Artificial intelligence (AI) could help doctors diagnose lung cancer earlier, according to a study led by researchers from The Royal Marsden NHS Foundation Trust in collaboration with The Institute of Cancer Research, London, and Imperial College London.

The LIBRA study – which was supported by The Royal Marsden Cancer Charity, the National Institute for Health and Care Research (NIHR), RM Partners and Cancer Research UK – used data from the CT scans of nearly 500 patients with large lung nodules to develop an AI algorithm. The AI model was then tested to see if it could accurately identify cancerous nodules. 

Lung nodules are abnormal growths that are common and mostly benign. However, some lung nodules can be cancerous, and large ones (e.G. 15-30mm in size) are associated with the highest risk.

Speed up detection of lung cancer

Researchers hope this technology will eventually be able to speed up the detection of lung cancer by helping to fast-track high-risk patients to treatment, and by streamlining the analysis of patient scans. 

The authors used a measure called the AUC ("Area under the curve") to assess how effective the new model was at predicting cancer. An AUC of 1 indicates a perfect model, while 0.5 would be expected if the model was randomly guessing. The results, which have been published in the Lancet's eBioMedicine, indicate that the AI model was able to identify each nodule's risk of cancer with an AUC of 0.87. The performance improved on the Brock score, a test currently used in clinic, which scored 0.672. 

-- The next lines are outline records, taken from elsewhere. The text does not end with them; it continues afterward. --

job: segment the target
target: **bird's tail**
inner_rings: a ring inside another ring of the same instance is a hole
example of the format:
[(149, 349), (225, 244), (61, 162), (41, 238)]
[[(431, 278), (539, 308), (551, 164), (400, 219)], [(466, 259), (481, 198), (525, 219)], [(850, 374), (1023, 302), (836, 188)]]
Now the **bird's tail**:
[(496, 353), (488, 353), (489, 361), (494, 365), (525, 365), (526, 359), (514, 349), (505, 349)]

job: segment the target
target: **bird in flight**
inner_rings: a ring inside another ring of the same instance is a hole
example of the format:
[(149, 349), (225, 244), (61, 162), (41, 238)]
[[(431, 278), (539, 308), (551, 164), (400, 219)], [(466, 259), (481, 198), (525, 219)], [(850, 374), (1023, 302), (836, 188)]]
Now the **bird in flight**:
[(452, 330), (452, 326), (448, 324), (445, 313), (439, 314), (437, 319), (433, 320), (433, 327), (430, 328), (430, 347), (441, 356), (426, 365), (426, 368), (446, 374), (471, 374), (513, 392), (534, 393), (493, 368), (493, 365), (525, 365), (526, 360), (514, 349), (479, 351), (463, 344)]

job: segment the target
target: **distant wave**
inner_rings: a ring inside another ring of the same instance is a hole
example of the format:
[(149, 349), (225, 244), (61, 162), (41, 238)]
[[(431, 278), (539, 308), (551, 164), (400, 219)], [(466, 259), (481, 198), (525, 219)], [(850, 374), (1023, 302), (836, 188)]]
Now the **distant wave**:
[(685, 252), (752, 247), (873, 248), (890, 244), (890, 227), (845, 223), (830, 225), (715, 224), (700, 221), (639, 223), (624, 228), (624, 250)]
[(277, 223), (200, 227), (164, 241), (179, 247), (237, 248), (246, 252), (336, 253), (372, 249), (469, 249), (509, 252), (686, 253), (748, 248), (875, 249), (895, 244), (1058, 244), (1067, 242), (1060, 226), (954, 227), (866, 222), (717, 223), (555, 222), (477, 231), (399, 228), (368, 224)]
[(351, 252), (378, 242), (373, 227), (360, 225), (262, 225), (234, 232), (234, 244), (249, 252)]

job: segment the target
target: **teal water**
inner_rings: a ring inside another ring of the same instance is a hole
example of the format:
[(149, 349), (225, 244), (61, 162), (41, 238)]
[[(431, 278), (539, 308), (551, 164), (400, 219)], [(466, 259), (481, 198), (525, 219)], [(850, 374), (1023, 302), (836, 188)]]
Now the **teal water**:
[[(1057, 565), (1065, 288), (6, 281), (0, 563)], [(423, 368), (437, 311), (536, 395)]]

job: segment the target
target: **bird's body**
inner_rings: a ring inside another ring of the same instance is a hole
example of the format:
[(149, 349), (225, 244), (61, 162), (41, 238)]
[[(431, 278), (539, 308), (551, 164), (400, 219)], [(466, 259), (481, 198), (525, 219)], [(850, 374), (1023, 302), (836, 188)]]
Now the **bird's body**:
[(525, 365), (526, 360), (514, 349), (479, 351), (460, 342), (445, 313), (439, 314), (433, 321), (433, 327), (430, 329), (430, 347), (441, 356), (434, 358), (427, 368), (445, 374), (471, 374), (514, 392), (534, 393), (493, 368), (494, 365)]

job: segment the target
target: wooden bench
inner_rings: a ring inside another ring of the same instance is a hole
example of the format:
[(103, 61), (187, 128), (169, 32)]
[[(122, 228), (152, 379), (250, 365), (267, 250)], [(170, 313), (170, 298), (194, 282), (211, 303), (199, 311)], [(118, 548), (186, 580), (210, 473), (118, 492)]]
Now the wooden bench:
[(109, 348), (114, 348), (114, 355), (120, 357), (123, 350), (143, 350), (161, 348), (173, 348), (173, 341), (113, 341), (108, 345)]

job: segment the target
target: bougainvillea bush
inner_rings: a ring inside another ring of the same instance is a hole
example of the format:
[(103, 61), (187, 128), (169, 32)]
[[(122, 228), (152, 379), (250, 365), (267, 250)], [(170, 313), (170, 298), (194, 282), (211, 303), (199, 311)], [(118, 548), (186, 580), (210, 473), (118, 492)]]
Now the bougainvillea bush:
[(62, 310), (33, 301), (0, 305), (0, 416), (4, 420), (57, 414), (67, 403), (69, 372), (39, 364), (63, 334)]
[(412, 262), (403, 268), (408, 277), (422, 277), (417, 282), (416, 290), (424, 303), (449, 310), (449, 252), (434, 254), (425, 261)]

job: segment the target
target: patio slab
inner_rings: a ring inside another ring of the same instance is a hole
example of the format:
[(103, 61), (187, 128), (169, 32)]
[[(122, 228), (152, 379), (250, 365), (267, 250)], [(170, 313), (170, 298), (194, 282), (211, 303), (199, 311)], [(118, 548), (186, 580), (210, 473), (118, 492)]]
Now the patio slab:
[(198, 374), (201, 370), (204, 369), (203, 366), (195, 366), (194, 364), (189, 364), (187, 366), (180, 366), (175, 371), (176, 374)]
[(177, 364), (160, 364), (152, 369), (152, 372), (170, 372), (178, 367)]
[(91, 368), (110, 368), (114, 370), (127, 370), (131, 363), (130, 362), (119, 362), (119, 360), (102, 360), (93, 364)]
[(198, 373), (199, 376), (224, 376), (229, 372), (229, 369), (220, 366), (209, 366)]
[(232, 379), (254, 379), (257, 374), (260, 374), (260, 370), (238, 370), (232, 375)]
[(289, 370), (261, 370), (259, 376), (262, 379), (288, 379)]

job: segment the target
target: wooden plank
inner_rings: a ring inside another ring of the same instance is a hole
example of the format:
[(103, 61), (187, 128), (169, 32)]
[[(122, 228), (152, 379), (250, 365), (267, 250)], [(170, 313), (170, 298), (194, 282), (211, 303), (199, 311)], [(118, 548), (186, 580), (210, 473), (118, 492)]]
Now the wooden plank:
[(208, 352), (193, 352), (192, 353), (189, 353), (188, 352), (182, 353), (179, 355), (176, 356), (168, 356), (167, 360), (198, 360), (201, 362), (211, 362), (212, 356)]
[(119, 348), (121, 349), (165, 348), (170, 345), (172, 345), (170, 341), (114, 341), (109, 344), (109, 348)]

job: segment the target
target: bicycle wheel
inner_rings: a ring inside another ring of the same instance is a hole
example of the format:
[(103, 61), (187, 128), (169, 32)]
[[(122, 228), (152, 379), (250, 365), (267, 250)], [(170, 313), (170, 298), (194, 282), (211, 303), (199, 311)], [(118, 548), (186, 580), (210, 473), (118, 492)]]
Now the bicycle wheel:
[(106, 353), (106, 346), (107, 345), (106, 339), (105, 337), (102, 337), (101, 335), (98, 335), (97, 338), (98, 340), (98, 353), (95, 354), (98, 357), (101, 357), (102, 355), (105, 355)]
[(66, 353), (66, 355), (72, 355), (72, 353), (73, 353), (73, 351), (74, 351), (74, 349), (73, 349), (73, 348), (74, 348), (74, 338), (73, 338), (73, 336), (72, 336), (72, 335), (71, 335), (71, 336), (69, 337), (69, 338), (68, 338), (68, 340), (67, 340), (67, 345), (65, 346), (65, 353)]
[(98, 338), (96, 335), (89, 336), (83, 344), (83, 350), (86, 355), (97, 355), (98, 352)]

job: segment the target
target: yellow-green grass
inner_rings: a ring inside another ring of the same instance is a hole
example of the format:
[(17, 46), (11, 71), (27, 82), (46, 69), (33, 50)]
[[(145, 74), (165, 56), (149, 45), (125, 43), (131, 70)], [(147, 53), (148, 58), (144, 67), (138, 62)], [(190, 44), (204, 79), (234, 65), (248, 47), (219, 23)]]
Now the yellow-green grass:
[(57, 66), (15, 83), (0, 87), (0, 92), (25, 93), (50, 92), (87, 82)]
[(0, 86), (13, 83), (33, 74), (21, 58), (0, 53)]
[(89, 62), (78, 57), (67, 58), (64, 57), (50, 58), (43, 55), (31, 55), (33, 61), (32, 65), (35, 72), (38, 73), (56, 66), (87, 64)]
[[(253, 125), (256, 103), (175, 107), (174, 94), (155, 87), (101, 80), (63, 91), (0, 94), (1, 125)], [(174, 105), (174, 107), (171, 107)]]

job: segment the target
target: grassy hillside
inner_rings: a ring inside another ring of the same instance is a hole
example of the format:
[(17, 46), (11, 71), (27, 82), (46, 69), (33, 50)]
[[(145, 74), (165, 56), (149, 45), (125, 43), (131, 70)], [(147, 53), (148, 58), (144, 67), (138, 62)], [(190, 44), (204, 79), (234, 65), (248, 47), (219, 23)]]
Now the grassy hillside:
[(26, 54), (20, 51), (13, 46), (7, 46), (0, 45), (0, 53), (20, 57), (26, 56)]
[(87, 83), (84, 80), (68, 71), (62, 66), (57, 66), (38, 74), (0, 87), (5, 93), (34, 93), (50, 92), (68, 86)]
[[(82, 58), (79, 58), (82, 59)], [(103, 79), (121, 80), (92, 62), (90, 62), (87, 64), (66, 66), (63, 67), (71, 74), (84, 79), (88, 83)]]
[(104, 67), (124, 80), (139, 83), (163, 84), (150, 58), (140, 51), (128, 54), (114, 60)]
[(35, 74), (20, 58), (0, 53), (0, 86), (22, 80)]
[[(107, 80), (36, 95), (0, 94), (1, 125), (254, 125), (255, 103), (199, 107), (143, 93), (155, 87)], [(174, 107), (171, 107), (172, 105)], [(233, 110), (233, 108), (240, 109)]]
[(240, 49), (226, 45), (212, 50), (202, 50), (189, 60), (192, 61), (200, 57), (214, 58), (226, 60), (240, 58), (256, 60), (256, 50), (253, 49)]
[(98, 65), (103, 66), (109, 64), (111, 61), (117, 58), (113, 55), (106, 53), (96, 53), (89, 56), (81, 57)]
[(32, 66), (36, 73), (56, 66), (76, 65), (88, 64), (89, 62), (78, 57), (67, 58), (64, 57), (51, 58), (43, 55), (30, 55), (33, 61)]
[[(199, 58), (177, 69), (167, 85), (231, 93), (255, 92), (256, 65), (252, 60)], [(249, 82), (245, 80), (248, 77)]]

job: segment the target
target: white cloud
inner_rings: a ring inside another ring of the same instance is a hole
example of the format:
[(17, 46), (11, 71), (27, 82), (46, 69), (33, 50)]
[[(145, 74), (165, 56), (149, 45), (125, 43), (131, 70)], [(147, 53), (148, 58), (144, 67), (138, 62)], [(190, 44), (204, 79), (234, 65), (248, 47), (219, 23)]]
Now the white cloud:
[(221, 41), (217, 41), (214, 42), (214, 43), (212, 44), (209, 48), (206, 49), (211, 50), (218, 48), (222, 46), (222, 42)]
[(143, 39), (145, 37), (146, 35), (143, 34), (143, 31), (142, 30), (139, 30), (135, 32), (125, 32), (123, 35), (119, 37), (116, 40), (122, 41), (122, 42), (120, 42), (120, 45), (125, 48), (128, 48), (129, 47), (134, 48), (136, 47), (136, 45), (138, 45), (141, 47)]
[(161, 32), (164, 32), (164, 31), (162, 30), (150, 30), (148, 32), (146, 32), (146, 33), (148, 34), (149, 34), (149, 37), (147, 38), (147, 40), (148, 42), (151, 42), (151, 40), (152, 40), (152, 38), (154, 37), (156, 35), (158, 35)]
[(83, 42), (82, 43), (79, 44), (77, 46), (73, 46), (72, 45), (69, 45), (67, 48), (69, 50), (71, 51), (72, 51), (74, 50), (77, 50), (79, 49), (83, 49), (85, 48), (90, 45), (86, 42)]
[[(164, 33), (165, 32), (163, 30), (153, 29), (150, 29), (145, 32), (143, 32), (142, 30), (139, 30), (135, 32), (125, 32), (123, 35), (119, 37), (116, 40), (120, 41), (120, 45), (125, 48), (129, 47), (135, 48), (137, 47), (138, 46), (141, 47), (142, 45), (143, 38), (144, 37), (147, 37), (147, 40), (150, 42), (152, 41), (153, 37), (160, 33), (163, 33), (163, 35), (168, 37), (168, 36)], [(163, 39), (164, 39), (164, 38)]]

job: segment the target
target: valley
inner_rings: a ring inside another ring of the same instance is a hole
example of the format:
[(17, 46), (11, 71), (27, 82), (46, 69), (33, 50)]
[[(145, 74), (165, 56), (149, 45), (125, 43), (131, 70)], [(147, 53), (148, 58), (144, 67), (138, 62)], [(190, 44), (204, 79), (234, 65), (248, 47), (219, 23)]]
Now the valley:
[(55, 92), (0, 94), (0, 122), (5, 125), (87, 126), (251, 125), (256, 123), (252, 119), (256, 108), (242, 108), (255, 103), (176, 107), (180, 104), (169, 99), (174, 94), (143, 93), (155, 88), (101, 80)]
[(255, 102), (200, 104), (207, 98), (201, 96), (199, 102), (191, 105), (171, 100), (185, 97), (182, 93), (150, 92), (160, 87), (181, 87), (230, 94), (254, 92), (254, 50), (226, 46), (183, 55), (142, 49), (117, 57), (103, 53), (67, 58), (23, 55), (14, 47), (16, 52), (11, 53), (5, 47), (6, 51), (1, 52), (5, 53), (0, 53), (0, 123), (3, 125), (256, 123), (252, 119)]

The new model also performed comparably to the Herder score, another test currently used in clinic, which had an AUC of 0.83. However, as the artificial intelligence model uses only two variables, as opposed to 7 for the Herder score and 9 for the Brock score, it could potentially streamline and speed up nodule risk calculation in the future. 

The new model may also help clinicians make decisions about patients that currently don't have a clear referral pathway. Using Herder, patients are categorised as low risk if they score less than 10 per cent, and high risk and needing intervention if they score over 70 per cent. For the patients in the intermediate risk group (10-70 per cent), a broad range of tests or treatment options could be considered. When combined with Herder, the researchers' model was able to identify high-risk patients in this group and would have suggested early invention for 18 out of 22 (82 per cent) of the nodules that went on to be diagnosed as cancerous. 

Extracting data from medical images

To analyse the CT scan data, the researchers used a technique called radiomics, which can extract information about the patient's disease from medical images that can't be easily seen by the human eye. 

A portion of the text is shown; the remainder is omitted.